A few days later I reached out to my plastic surgeon and he confirmed I needed to come in. I saw him in August and we discussed the risks/benefits/alternatives, and there was/is really no question: the implants need to come out. Yes, the risk of lymphoma is low, but it’s honestly just not worth taking any risk, particularly in someone who is already considered to have a high risk of developing cancer. Since it wasn’t incredibly urgent, I chose to schedule surgery around the holidays when I would already be taking time off work – specifically a week from today on November 25th. So, yet again, I find myself having surgery the week of Thanksgiving – this is the third time in six years, if anyone is counting. Thankfully it should be a very quick procedure in day surgery to switch them out, of course with some underlying fear about my shunt being in close proximity that will always be there! The new implants will be a different shape and material (round, smooth silicone versus anatomical/tear drop, textured silicone) which will supposedly change the shape a bit, but otherwise I have a few weeks of activity restrictions and then should hopefully be “good as new.”

It’s been a weird mix of emotions to find myself back on this journey when BRCA has become such a small part of my life that I really only think about every six months when I undergo ovarian cancer screening, and only then for a minimal amount of time. It’s amazing how many people have come into my life “post-mastectomy” that don’t know this side of me; I’ve shared my journey and this part of my identity more in the last three months than I have in the last three years! It’s also a disconcertingly vulnerable feeling, almost like back to pre-mastectomy when I felt like I had ticking time bombs inside of me. Maybe even worse, since they aren’t “mine,” despite six years of trying to think of them as part of me and finally getting to that point, only to find out they’re dangerous too. It’s frustrating, because I’m so completely healed, the scars are faded, there’s no activities I can’t do – exhibit A being the Daddy/Daughter landscaping adventure of this weekend where I was hauling bags of rocks after a sweat fest of a spin class complete with weights without thinking twice about it!

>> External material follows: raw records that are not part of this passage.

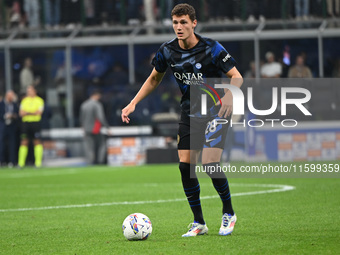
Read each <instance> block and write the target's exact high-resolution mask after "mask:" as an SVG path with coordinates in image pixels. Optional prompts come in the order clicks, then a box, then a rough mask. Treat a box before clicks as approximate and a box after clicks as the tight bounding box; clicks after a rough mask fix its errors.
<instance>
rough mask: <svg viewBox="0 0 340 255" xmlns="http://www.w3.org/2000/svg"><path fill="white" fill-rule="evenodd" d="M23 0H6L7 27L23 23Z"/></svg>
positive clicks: (5, 1) (17, 25)
mask: <svg viewBox="0 0 340 255" xmlns="http://www.w3.org/2000/svg"><path fill="white" fill-rule="evenodd" d="M22 4H23V0H5V6H6V18H5V21H6V24H7V28H11V27H15V26H18V25H23V19H22V14H21V7H22Z"/></svg>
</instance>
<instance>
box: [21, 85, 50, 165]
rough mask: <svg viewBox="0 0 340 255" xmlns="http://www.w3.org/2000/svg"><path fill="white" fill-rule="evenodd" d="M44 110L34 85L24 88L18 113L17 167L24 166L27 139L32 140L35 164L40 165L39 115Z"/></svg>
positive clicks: (40, 125)
mask: <svg viewBox="0 0 340 255" xmlns="http://www.w3.org/2000/svg"><path fill="white" fill-rule="evenodd" d="M43 111H44V100H43V99H42V98H40V97H39V96H37V91H36V89H35V87H34V86H32V85H30V86H28V87H27V89H26V97H25V98H24V99H23V100H22V101H21V103H20V109H19V115H20V117H21V118H22V127H21V142H20V147H19V159H18V165H19V167H24V166H25V164H26V158H27V154H28V144H29V139H32V140H33V145H34V159H35V162H34V164H35V166H36V167H41V163H42V158H43V150H44V149H43V146H42V143H41V140H40V138H41V134H40V131H41V125H40V122H41V115H42V113H43Z"/></svg>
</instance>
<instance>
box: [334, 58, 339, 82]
mask: <svg viewBox="0 0 340 255" xmlns="http://www.w3.org/2000/svg"><path fill="white" fill-rule="evenodd" d="M332 77H334V78H340V58H338V59H337V60H336V61H335V65H334V68H333V72H332Z"/></svg>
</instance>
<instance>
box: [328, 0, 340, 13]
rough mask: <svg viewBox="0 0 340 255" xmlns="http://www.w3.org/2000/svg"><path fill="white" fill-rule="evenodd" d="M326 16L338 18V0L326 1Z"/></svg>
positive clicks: (328, 0) (338, 2)
mask: <svg viewBox="0 0 340 255" xmlns="http://www.w3.org/2000/svg"><path fill="white" fill-rule="evenodd" d="M333 4H334V5H333ZM327 14H328V16H329V17H333V16H337V17H339V16H340V0H327Z"/></svg>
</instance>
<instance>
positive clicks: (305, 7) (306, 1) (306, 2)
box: [295, 0, 309, 20]
mask: <svg viewBox="0 0 340 255" xmlns="http://www.w3.org/2000/svg"><path fill="white" fill-rule="evenodd" d="M295 17H296V19H297V20H301V19H304V20H307V19H308V17H309V0H295Z"/></svg>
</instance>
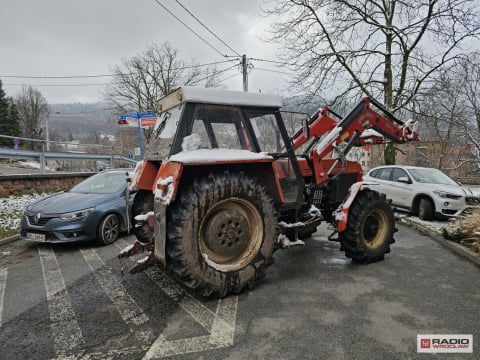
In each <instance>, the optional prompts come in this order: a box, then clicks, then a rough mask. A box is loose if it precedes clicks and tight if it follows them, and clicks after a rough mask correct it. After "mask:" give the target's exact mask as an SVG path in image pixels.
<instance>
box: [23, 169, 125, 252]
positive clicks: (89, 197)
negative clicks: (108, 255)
mask: <svg viewBox="0 0 480 360" xmlns="http://www.w3.org/2000/svg"><path fill="white" fill-rule="evenodd" d="M127 197H128V198H127ZM132 202H133V195H130V194H129V192H128V191H127V172H126V170H110V171H105V172H101V173H98V174H96V175H93V176H91V177H89V178H87V179H86V180H84V181H82V182H80V183H79V184H77V185H75V186H74V187H72V188H71V189H70V190H68V191H65V192H61V193H57V194H53V195H50V196H47V197H45V198H42V199H40V200H37V201H35V202H33V203H31V204H30V205H28V206H27V209H26V211H25V213H24V214H23V216H22V220H21V225H20V226H21V229H22V230H21V236H22V237H23V238H25V239H27V240H34V241H42V242H52V243H54V242H55V243H65V242H73V241H83V240H94V239H96V240H97V241H98V242H99V243H100V244H104V245H107V244H111V243H113V242H114V241H116V240H117V239H118V237H119V235H120V233H121V232H122V231H125V230H127V229H128V227H129V226H130V221H129V216H130V215H129V214H130V208H131V205H132ZM127 203H128V211H127Z"/></svg>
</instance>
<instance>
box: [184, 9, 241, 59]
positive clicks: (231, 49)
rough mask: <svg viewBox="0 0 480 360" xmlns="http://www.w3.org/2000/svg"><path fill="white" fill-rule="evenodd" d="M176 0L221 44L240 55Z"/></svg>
mask: <svg viewBox="0 0 480 360" xmlns="http://www.w3.org/2000/svg"><path fill="white" fill-rule="evenodd" d="M175 1H176V2H177V4H178V5H180V6H181V7H182V8H183V9H184V10H185V11H186V12H187V13H189V14H190V16H191V17H193V18H194V19H195V20H196V21H197V22H198V23H199V24H200V25H202V26H203V27H204V28H205V29H206V30H207V31H208V32H209V33H210V34H212V35H213V36H215V38H216V39H217V40H218V41H220V42H221V43H222V44H223V45H225V46H226V47H227V48H229V49H230V50H231V51H232V52H234V53H235V54H237V55H238V56H241V55H240V54H239V53H238V51H235V50H234V49H232V47H231V46H230V45H228V44H227V43H226V42H225V41H223V40H222V39H220V37H219V36H218V35H217V34H215V33H214V32H213V31H212V30H210V29H209V28H208V27H207V25H205V24H204V23H203V22H201V21H200V19H199V18H198V17H196V16H195V15H194V14H193V13H192V12H191V11H190V10H188V9H187V8H186V7H185V6H184V5H183V4H182V3H181V2H180V1H178V0H175Z"/></svg>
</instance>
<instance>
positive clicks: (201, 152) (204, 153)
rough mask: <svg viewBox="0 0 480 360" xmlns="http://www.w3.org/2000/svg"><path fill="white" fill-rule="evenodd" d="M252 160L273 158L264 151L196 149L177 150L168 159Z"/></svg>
mask: <svg viewBox="0 0 480 360" xmlns="http://www.w3.org/2000/svg"><path fill="white" fill-rule="evenodd" d="M254 160H273V158H272V157H271V156H270V155H268V154H266V153H254V152H251V151H248V150H235V149H197V150H192V151H182V152H179V153H178V154H175V155H173V156H171V157H170V159H169V161H177V162H181V163H185V164H195V163H202V164H203V163H212V162H222V161H226V162H232V161H254Z"/></svg>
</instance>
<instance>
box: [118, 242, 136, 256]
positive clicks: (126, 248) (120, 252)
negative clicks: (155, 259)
mask: <svg viewBox="0 0 480 360" xmlns="http://www.w3.org/2000/svg"><path fill="white" fill-rule="evenodd" d="M132 249H133V244H131V245H127V246H125V247H124V248H123V249H122V251H120V254H119V255H125V254H126V253H128V252H129V251H130V250H132Z"/></svg>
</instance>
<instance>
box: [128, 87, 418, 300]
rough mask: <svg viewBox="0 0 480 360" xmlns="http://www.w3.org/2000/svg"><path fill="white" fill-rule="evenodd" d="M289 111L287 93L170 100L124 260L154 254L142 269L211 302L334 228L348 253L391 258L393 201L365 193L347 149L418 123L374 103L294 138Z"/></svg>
mask: <svg viewBox="0 0 480 360" xmlns="http://www.w3.org/2000/svg"><path fill="white" fill-rule="evenodd" d="M282 105H283V99H282V98H281V97H279V96H272V95H263V94H253V93H244V92H234V91H220V90H215V89H203V88H194V87H181V88H179V89H177V90H176V91H174V92H173V93H171V94H169V95H167V96H165V97H164V98H162V99H160V100H159V102H158V107H159V108H158V112H159V117H158V120H157V123H156V125H155V128H154V132H153V136H152V139H151V141H150V143H149V145H148V149H147V151H146V154H145V159H144V161H141V162H140V163H139V164H138V165H137V168H136V170H135V176H134V178H133V179H132V183H131V188H132V189H134V190H135V191H137V193H136V195H135V200H134V205H133V209H132V218H133V219H134V223H135V226H134V233H135V235H136V237H137V240H138V241H136V242H135V244H134V245H132V246H129V247H127V248H126V249H124V250H123V251H122V252H121V254H120V255H119V257H128V256H131V255H133V254H138V253H141V252H147V256H146V257H145V258H143V259H142V260H139V261H138V262H137V264H136V265H134V266H133V267H132V268H131V269H130V272H131V273H134V272H138V271H142V270H143V269H145V268H147V267H148V266H150V265H152V264H155V263H160V264H161V265H162V266H163V267H164V268H165V269H166V270H167V271H168V272H169V273H170V274H171V275H172V276H173V277H174V278H175V279H177V280H178V281H179V282H180V283H182V284H183V285H185V286H187V287H189V288H191V289H193V290H195V291H197V292H199V293H201V294H202V295H206V296H208V295H212V294H213V295H216V296H225V295H226V294H227V293H230V292H234V293H239V292H240V291H241V290H242V289H243V288H244V287H246V286H249V287H251V286H252V285H253V284H254V282H255V281H256V280H258V279H261V278H262V277H263V276H264V274H265V270H266V268H267V267H268V266H269V265H270V264H271V263H272V262H273V260H272V255H273V252H274V251H275V250H276V249H279V248H286V247H289V246H292V245H296V244H303V241H302V239H305V238H308V237H309V236H310V235H311V234H312V233H314V232H315V231H316V229H317V226H318V225H319V224H320V223H321V222H322V221H326V222H328V223H330V224H331V225H332V227H333V229H334V233H333V234H332V235H331V236H330V237H329V239H330V240H335V241H338V242H339V243H340V249H341V250H343V251H344V252H345V255H346V256H347V257H348V258H351V259H352V260H354V261H356V262H360V263H371V262H375V261H378V260H381V259H383V257H384V255H385V254H386V253H388V252H389V251H390V244H392V243H393V242H394V239H393V233H394V231H395V224H394V217H393V212H392V209H391V206H390V202H389V201H388V200H387V199H386V198H385V195H383V194H380V193H378V192H376V191H373V190H370V189H367V188H364V184H363V183H362V168H361V166H360V165H359V164H358V163H356V162H352V161H347V160H346V154H347V153H348V151H349V150H350V149H351V148H352V147H354V146H363V145H366V144H379V143H385V142H387V141H392V142H395V143H404V142H407V141H411V140H416V139H417V138H418V135H417V126H416V124H415V123H412V122H407V123H403V122H402V121H400V120H399V119H397V118H396V117H395V116H393V114H391V113H390V112H388V111H387V110H386V109H384V108H382V107H381V105H380V104H378V103H376V102H374V101H373V100H371V99H368V98H365V99H363V100H362V101H361V102H360V103H359V104H358V105H357V106H356V107H355V108H354V109H353V110H352V111H351V112H350V113H349V114H348V115H347V116H345V117H344V118H340V117H338V116H337V115H335V114H334V113H333V112H332V111H329V109H327V108H323V109H321V110H320V111H318V112H317V113H316V114H314V115H313V116H312V117H310V119H306V120H305V121H303V124H302V125H303V126H302V128H301V129H300V130H299V131H298V132H297V133H295V134H294V135H293V136H292V137H290V136H289V134H288V133H287V130H286V127H285V124H284V122H283V120H282V113H281V110H280V109H281V107H282ZM374 107H375V108H376V110H374ZM329 154H335V155H334V156H333V157H332V156H328V155H329ZM335 235H336V237H335V238H334V236H335Z"/></svg>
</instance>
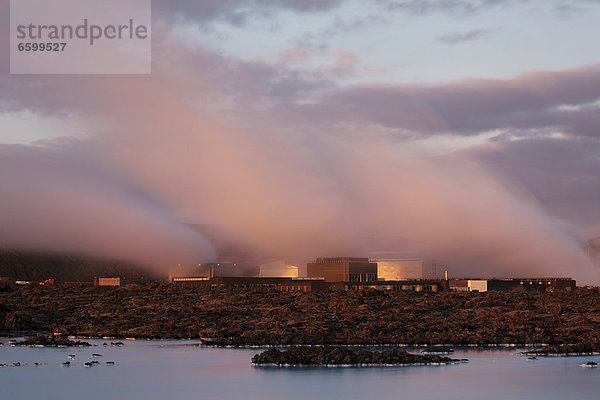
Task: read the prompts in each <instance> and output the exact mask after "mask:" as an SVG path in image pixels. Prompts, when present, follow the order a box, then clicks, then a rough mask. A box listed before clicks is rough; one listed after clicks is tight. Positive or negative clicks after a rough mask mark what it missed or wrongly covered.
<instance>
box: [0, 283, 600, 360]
mask: <svg viewBox="0 0 600 400" xmlns="http://www.w3.org/2000/svg"><path fill="white" fill-rule="evenodd" d="M36 333H57V334H62V335H65V336H75V337H79V338H83V337H96V338H115V339H117V338H136V339H200V338H203V339H204V343H205V344H206V345H209V346H292V345H362V346H382V345H400V344H402V345H418V346H426V345H431V346H434V345H450V346H524V345H527V344H531V343H537V344H541V343H544V344H546V345H548V346H555V347H556V346H559V347H558V349H559V350H558V351H561V350H560V349H561V347H560V346H561V345H569V346H576V347H577V348H585V349H586V352H594V351H600V290H598V289H597V288H594V289H578V290H575V291H572V292H566V291H565V292H561V291H557V292H546V293H537V294H535V293H523V292H488V293H437V294H431V293H429V294H428V293H418V292H381V291H375V290H367V291H356V292H324V293H315V292H313V293H290V292H280V291H277V290H274V289H243V288H227V289H213V290H199V289H195V288H183V287H175V286H172V285H147V286H141V285H130V286H123V287H116V288H113V287H87V286H86V287H82V286H66V285H52V286H33V285H26V286H20V285H13V284H10V285H8V284H2V286H0V336H9V337H10V336H15V335H19V336H20V335H32V334H36ZM564 349H570V348H568V347H564ZM587 350H589V351H587Z"/></svg>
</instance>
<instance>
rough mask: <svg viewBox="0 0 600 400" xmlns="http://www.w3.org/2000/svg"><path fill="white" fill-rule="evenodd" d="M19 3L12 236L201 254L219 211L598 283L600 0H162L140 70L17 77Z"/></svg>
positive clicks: (10, 178)
mask: <svg viewBox="0 0 600 400" xmlns="http://www.w3.org/2000/svg"><path fill="white" fill-rule="evenodd" d="M8 10H9V2H8V1H7V0H0V18H1V20H0V27H1V31H0V48H1V49H2V53H1V54H2V55H1V56H0V57H1V58H0V68H1V73H0V246H2V247H18V248H34V249H50V250H55V251H68V252H82V253H86V254H92V255H103V256H109V257H118V258H124V259H128V260H131V261H136V262H141V263H149V264H152V263H155V264H156V263H158V264H161V265H169V264H173V263H178V262H194V263H195V262H201V261H207V260H211V259H213V258H214V257H215V255H216V254H215V251H214V249H212V248H211V246H210V244H209V243H208V242H207V240H206V239H205V238H203V237H201V236H199V235H198V234H197V233H196V232H194V231H192V230H190V229H189V228H187V227H186V225H184V223H194V224H214V225H215V226H218V227H219V229H222V230H223V232H224V234H226V235H227V236H228V237H231V238H232V239H234V240H236V241H239V242H241V243H244V244H245V245H247V246H248V247H249V248H252V249H255V250H256V251H257V252H260V253H262V254H265V255H266V256H265V257H267V258H268V257H271V258H273V259H276V258H277V257H283V258H286V259H291V260H300V261H302V260H304V261H306V260H308V259H311V258H314V257H318V256H328V255H329V256H331V255H345V254H347V255H357V256H361V255H363V256H366V254H368V252H370V251H381V250H386V251H387V250H390V251H392V250H393V251H418V252H425V253H427V254H435V255H436V256H438V255H439V257H440V258H441V259H442V260H444V263H446V265H448V268H450V269H451V270H452V271H455V272H456V274H461V273H462V274H470V275H478V276H509V275H517V274H520V275H525V274H535V275H552V276H572V277H574V278H577V279H579V280H580V281H581V283H582V284H584V283H598V282H600V272H599V271H598V270H595V269H594V267H593V266H592V264H591V263H590V262H589V260H588V259H587V258H586V256H585V254H584V251H583V247H584V246H585V245H586V243H587V240H588V239H591V238H594V237H598V236H600V219H599V216H600V134H599V131H598V127H599V126H600V113H599V111H600V109H599V108H600V63H599V60H598V48H599V45H598V44H597V43H598V40H597V38H598V37H600V24H598V21H600V1H595V0H578V1H567V0H544V1H542V0H528V1H510V0H495V1H491V0H480V1H476V0H438V1H435V0H422V1H417V0H408V1H383V0H381V1H378V0H371V1H367V0H363V1H344V0H323V1H317V0H281V1H276V0H255V1H229V0H205V1H192V0H170V1H168V0H164V1H153V2H152V14H153V21H152V74H150V75H130V76H127V75H10V74H9V60H8V46H9V44H8V37H9V12H8ZM382 243H385V244H382ZM578 283H580V282H579V281H578Z"/></svg>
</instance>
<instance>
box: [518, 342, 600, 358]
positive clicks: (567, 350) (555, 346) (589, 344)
mask: <svg viewBox="0 0 600 400" xmlns="http://www.w3.org/2000/svg"><path fill="white" fill-rule="evenodd" d="M523 354H527V355H532V356H597V355H600V351H598V346H595V345H590V344H585V343H580V344H562V345H549V346H544V347H541V348H538V349H533V350H530V351H526V352H524V353H523Z"/></svg>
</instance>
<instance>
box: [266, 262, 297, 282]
mask: <svg viewBox="0 0 600 400" xmlns="http://www.w3.org/2000/svg"><path fill="white" fill-rule="evenodd" d="M258 276H259V277H260V278H297V277H298V267H297V266H295V265H290V264H287V263H286V262H285V261H283V260H280V261H273V262H270V263H265V264H262V265H261V266H260V267H259V273H258Z"/></svg>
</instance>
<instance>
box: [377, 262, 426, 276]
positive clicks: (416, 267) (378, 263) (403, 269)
mask: <svg viewBox="0 0 600 400" xmlns="http://www.w3.org/2000/svg"><path fill="white" fill-rule="evenodd" d="M371 262H376V263H377V278H378V279H379V280H386V281H401V280H405V279H420V278H423V259H421V258H415V259H404V260H402V259H396V260H394V259H377V258H376V259H371Z"/></svg>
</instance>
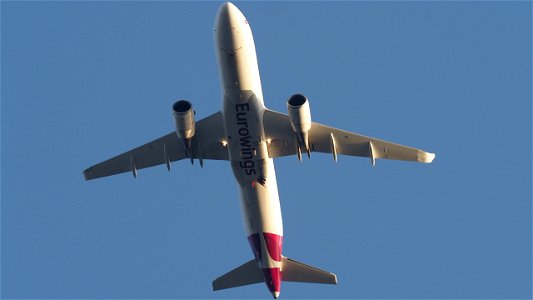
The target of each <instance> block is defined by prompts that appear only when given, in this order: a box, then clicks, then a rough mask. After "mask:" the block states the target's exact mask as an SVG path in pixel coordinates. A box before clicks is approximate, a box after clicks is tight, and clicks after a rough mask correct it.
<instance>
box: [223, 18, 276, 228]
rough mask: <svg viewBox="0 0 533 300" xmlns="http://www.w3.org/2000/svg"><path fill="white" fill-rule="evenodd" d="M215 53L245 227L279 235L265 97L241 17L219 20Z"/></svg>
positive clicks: (252, 49)
mask: <svg viewBox="0 0 533 300" xmlns="http://www.w3.org/2000/svg"><path fill="white" fill-rule="evenodd" d="M216 23H217V25H216V28H215V48H216V49H215V50H216V53H217V62H218V67H219V68H218V69H219V75H220V78H221V83H222V90H223V91H224V98H223V101H222V113H223V115H224V126H225V130H226V136H227V143H228V144H227V145H228V152H229V156H230V162H231V166H232V169H233V174H234V176H235V179H236V180H237V182H238V185H239V194H240V198H241V199H240V200H241V201H240V202H241V210H242V216H243V219H244V220H243V221H244V227H245V230H246V233H247V234H248V236H250V235H252V234H256V233H259V232H268V233H272V234H276V235H280V236H281V235H283V225H282V219H281V210H280V203H279V196H278V188H277V182H276V174H275V170H274V163H273V160H272V159H271V158H269V156H268V152H267V146H266V140H265V137H264V129H263V113H264V111H265V107H264V103H263V92H262V88H261V80H260V76H259V69H258V65H257V56H256V52H255V44H254V40H253V36H252V31H251V29H250V26H249V25H248V22H247V21H246V19H244V17H242V16H240V15H232V16H231V17H230V18H229V19H228V20H223V19H219V20H218V21H217V22H216Z"/></svg>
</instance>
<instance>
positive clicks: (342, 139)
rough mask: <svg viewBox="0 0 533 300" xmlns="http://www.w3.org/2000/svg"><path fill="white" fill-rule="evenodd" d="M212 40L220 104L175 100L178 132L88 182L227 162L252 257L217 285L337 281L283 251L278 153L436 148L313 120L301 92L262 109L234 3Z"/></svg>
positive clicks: (214, 32) (248, 50)
mask: <svg viewBox="0 0 533 300" xmlns="http://www.w3.org/2000/svg"><path fill="white" fill-rule="evenodd" d="M214 43H215V51H216V56H217V63H218V71H219V76H220V81H221V84H222V88H223V97H222V107H221V110H220V111H219V112H216V113H214V114H212V115H210V116H208V117H206V118H203V119H201V120H199V121H195V119H194V117H195V112H194V110H193V107H192V104H191V103H190V102H189V101H187V100H179V101H177V102H175V103H174V104H173V106H172V110H173V117H174V122H175V130H174V131H172V132H170V133H168V134H167V135H164V136H162V137H160V138H158V139H156V140H153V141H151V142H149V143H146V144H144V145H142V146H140V147H137V148H135V149H132V150H130V151H127V152H125V153H122V154H120V155H118V156H115V157H113V158H111V159H108V160H106V161H103V162H101V163H98V164H96V165H93V166H92V167H89V168H87V169H86V170H85V171H84V172H83V174H84V176H85V179H86V180H91V179H95V178H100V177H105V176H110V175H115V174H119V173H124V172H131V173H132V174H133V176H134V177H137V172H138V170H139V169H143V168H147V167H152V166H156V165H166V168H167V169H168V170H169V171H170V169H171V163H172V162H174V161H178V160H182V159H190V161H191V163H194V160H197V161H198V162H199V163H200V166H202V167H203V165H204V160H225V161H229V162H230V164H231V168H232V169H233V174H234V176H235V179H236V180H237V182H238V186H239V192H240V205H241V213H242V219H243V223H244V227H245V231H246V235H247V238H248V241H249V244H250V246H251V248H252V252H253V254H254V258H253V259H251V260H250V261H248V262H246V263H244V264H243V265H241V266H239V267H237V268H236V269H234V270H232V271H230V272H228V273H226V274H224V275H222V276H220V277H219V278H217V279H215V280H214V281H213V283H212V286H213V290H214V291H217V290H221V289H227V288H233V287H239V286H244V285H249V284H255V283H261V282H264V283H265V284H266V286H267V288H268V289H269V291H270V292H271V293H272V296H273V297H274V298H275V299H276V298H278V297H279V294H280V288H281V282H282V281H288V282H307V283H323V284H336V283H337V276H336V275H335V274H333V273H330V272H327V271H323V270H320V269H318V268H315V267H312V266H310V265H307V264H303V263H301V262H298V261H296V260H293V259H290V258H288V257H286V256H284V255H283V254H282V242H283V224H282V217H281V210H280V202H279V194H278V188H277V182H276V173H275V170H274V163H273V159H274V158H278V157H284V156H289V155H296V156H297V158H298V160H300V161H301V160H302V153H304V154H305V155H307V156H308V157H309V158H310V157H311V153H312V152H319V153H329V154H331V155H332V156H333V159H334V160H335V161H337V156H338V155H341V154H342V155H349V156H359V157H368V158H369V159H370V162H371V164H372V165H375V163H376V160H377V159H394V160H404V161H414V162H423V163H431V162H432V161H433V159H434V158H435V154H433V153H429V152H425V151H422V150H419V149H416V148H411V147H407V146H402V145H399V144H395V143H391V142H387V141H383V140H379V139H375V138H372V137H367V136H363V135H360V134H357V133H353V132H348V131H344V130H340V129H337V128H333V127H329V126H326V125H322V124H319V123H316V122H313V121H311V112H310V106H309V100H308V99H307V98H306V97H305V96H304V95H302V94H295V95H292V96H291V97H290V98H289V99H288V101H287V109H288V114H284V113H280V112H276V111H273V110H270V109H268V108H266V107H265V104H264V102H263V92H262V88H261V80H260V76H259V70H258V64H257V57H256V52H255V44H254V39H253V36H252V31H251V29H250V24H249V22H248V20H247V19H246V18H245V17H244V15H243V14H242V12H241V11H240V10H239V9H238V8H237V7H236V6H235V5H233V4H232V3H230V2H226V3H224V4H222V5H221V6H220V8H219V9H218V12H217V16H216V20H215V28H214Z"/></svg>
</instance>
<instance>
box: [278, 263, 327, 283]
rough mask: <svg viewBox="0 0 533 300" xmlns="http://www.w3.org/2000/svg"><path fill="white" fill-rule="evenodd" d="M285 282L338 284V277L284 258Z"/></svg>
mask: <svg viewBox="0 0 533 300" xmlns="http://www.w3.org/2000/svg"><path fill="white" fill-rule="evenodd" d="M281 278H282V280H283V281H292V282H309V283H325V284H337V275H335V274H333V273H330V272H327V271H323V270H320V269H317V268H315V267H312V266H308V265H306V264H303V263H301V262H297V261H295V260H292V259H290V258H287V257H285V256H284V257H283V267H282V275H281Z"/></svg>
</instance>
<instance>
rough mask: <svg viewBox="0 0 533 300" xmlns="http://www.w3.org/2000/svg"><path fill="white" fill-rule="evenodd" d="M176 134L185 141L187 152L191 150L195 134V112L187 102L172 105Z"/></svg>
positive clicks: (191, 106) (188, 103)
mask: <svg viewBox="0 0 533 300" xmlns="http://www.w3.org/2000/svg"><path fill="white" fill-rule="evenodd" d="M172 111H173V112H174V122H175V123H176V134H177V135H178V137H179V138H180V139H181V140H182V141H183V143H184V144H185V147H186V148H187V150H189V151H190V150H191V140H192V138H193V136H194V133H195V123H194V111H193V110H192V105H191V103H190V102H189V101H187V100H179V101H177V102H176V103H174V105H172Z"/></svg>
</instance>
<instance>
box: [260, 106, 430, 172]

To be completely thrown back into this world without warning is bizarre – the smell and deja vu walking back into the plastic surgery clinic alone was unreal! I have to laugh that the most common response I have gotten is “you’re having another Boob Voyage, right?!” It’s warms my heart that others have just as fond memories of that day as I do! But the answer is no, unless it’s an impromptu excuse for a girls night – ha! A lot has changed since I was 25 and had my first BRCA-related surgeries, but at the same time it feels like nothing at all. At the end of the day, this is just an unexpected hurdle that I will overcome, just like everything else. I will bust out my dusty recovery pillow, review all my preparation lists, and take it one day at a time (or try to, at least!) Thanks for being a part of my continued journey; I am forever humbled and grateful for the incredible people and never-ending support I have surrounding me.